If you read the Rust naming guidelines, you are presented to this table:

Prefix Cost Ownership
as_ Free borrowed -> borrowed
to_ Expensive borrowed -> borrowed
borrowed -> owned (non-Copy types)
owned -> owned (Copy types)
into_ Variable owned -> owned (non-Copy types)

But what does the ownership notation mean (and what does the cost mean?)? Can i come up with some rusty code that explains this to me, a common man with only a fragile understanding of the vast and complex type system of the most powerful programming language ever created? CHALLANGE ACCEPTED!

Ownership

For me to start understanding this, i need to lay out what ownership really is. Again: for the layman (not the professor type rust linuguist magician). What is ownership exactly? Taken directly from the docs:

  • Each value in Rust has an owner
  • There can only be one owner at a time
  • When the owner goes out of scope, the value will be dropped

Borrow vs owned vs non-copy vs copy - a journey

Owned

An owned value is simple, so lets begin with that. Lets freaking OWN an i32

let my_own_int = 42;

there we are. We now own an i32. Lets take over the world :)

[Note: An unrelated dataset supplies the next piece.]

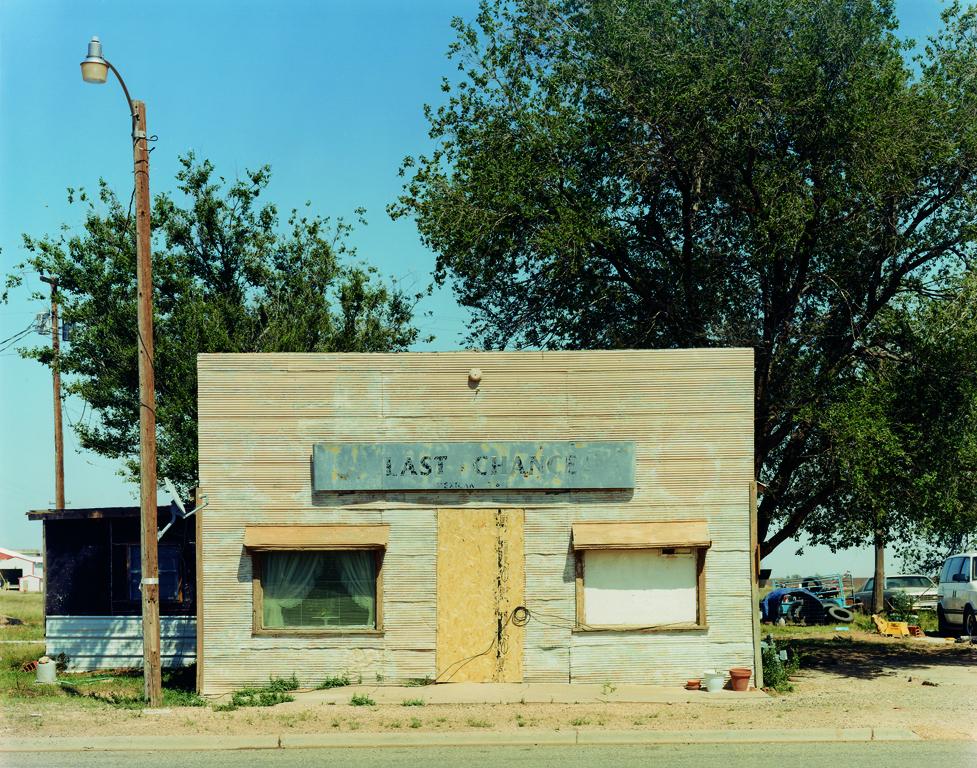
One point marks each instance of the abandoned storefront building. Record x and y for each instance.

Borrow (Borrowing and borrowed)

This leads us to the first question that i have: what is borrowing and what is borrowed? How is it described in rust?. According to the docs,

> Creating a reference is borrowing

YES, EASY. I can describe that with a bit of code:

let my_own_int = 42;
let borrowed_int = &my_own_int; // creating this reference is called borrowing, and you are creating a borrowed value

So by creating a reference, we are borrowing a value, and thus we have created a borrowed variable, in our case borrowed_int contains the borrowed value: CONTAINS, the variable is not the borrowed reference, it just contains it.

Copy and non-copy

TLDR

  1. copy: when structs is marked with Clone and Copy
  2. non-copy: when structs aren't marked with Clone ~and ~Copy

Non-TLDR

When i stated my career in IT, we did copy a lot on the Xerox machine. A marvelous piece of machinery! Nowadays we don't use this piece of magic so much, which i like because … well … environment, climate, trees etc. I like those things a lot! But i still use copying when i program: it makes programming easier, and i think it is actaully those types of copying the also refer to in the table above: types that can or can't be copied by copying it bit by bit.

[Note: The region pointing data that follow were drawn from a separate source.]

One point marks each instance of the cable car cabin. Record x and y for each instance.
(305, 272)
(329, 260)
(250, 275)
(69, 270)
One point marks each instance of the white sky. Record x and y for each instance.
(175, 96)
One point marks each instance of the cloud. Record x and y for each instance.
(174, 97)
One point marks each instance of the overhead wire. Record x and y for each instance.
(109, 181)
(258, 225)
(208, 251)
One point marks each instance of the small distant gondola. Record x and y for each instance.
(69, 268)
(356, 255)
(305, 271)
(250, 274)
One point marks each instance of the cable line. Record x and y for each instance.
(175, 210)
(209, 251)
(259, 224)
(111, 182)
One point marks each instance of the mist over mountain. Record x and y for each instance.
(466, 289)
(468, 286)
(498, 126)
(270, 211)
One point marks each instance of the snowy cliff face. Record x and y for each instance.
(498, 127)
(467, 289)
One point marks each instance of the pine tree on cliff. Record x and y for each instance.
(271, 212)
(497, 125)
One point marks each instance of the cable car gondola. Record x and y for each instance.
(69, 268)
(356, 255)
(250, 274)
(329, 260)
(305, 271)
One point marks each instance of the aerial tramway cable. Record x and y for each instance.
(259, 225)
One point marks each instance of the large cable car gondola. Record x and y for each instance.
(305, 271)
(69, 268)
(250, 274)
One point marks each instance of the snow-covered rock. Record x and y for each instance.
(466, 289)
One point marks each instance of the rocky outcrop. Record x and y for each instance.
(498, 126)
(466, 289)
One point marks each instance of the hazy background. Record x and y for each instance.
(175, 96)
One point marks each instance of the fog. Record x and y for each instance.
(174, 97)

In rust, a copy type is simply a struct marked with the Clone and Copy traits, like this:

#[derive(Copy, Clone, Debug)] // we need Debug else we can't call println on the type
struct MyType;

This type is a copy type! It makes it easy to reference it in another variable, like this

let first = MyType;
let second = first;

We can now use first as well as second. This will compile:

println!("{:?}", second);
println!("{:?}", first);

Simply because first is copied, into second: no move is made.

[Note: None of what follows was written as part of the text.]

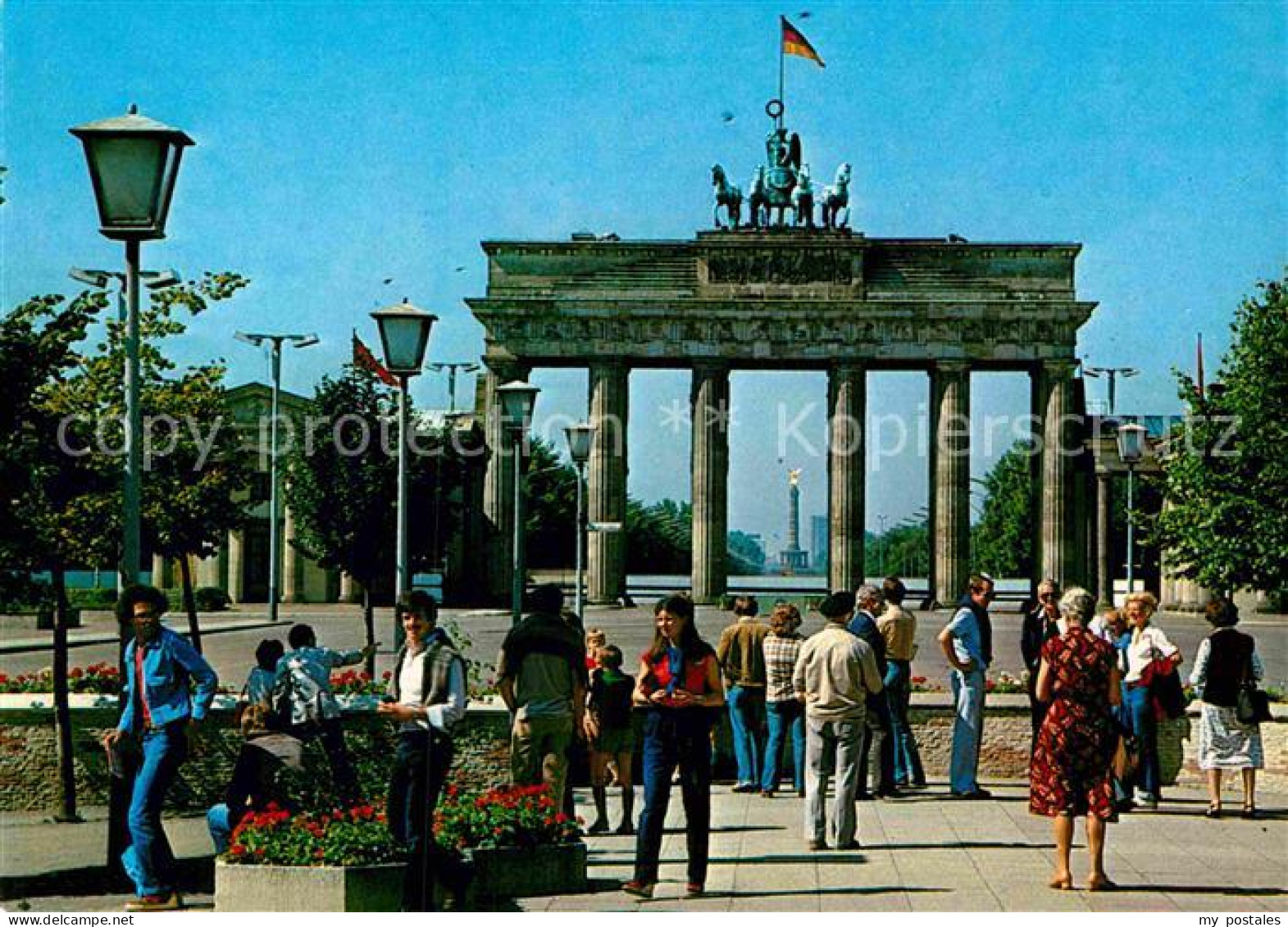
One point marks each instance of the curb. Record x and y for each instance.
(98, 638)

A non-copy does not have the Copy and Clone marker types! And the above example will not compile, because a move is made: we move first into second.

So, a TLDR on the first part

  1. Borrowing: when we are creating a reference
  2. Borrowed: a variable that contains a reference to an owned value
  3. Copy: when structs is marked with Clone and Copy
  4. Non-copy: when structs aren't marked with Clone and Copy

Cost

The last part: what does cost mean in the table? Especially when we are talking about owned, borrowed, copy and non-copy. I will try to give my shot at it:

as_

Will always just give a view into something. The functions operate on a borrowed self, &self and returns a borrowed value. Fx str::as_bytes(). It takes a borowed str (the self is &self), and returns the underlying byte arrary, which is borrowed: &[u8]. We are just viewing into the underlying structure, and we are not creating new owned objects, or doing expensive checks. I think of this as slicing into a string, where you just want some part if it.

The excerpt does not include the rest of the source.